The Universal Product Code, UPC number was developed to help retailers track and inventory the sale of their products and speed customers through checkout lines. The code went into common usage about 1973. In America, there are a variety of UPC systems in use that vary from one environment to another. Three major variants are:

1. The use of a 12 digit code, broken up into 4 fields. The first field, one digit long, identifies some aspect of the item, for example, does it have variable weight, is it a price reduction coupon, etc. The second field, 5 digits long identifies the manufacture of the product, the third field, 5 digits long identifies the item number of the particular manufacturer, and the last field, one digit long, is a check digit.

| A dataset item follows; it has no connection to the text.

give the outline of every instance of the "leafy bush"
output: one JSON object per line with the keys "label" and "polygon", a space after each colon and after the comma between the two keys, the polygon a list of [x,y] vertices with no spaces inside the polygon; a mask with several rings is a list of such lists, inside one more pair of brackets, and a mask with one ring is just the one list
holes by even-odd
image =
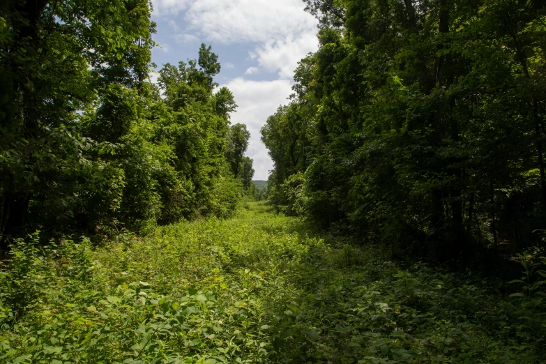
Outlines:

2. The use of a 8 digit code, broken into 3 fields, which is designed for small and round objects. This is known as the Version E code and is surprisingly complex. There are various procedures for reducing the 11 digit code (without the check digit) to this 7 digit code (without the check digit).

3. The use of of a 13 digit code for books where the first digit is 9 and then there are two block of 6 digits are displayed. This system is used to code the ISBN number of the book together with a check digit.

For the basic system mentioned in item 1 above, the check digit in position 12 is chosen so that 3 times the sum of the digits in the odd positions added to the numbers in the even positions is a multiple of 10.


Gallian, J., Modular arithmetic in the marketplace, American Mathematical Monthly 95 (1988) 548-551.

Malkevitch, J. et al, For All Practical Purposes, Fifth Edition, W.H. Freeman, New York, 2000.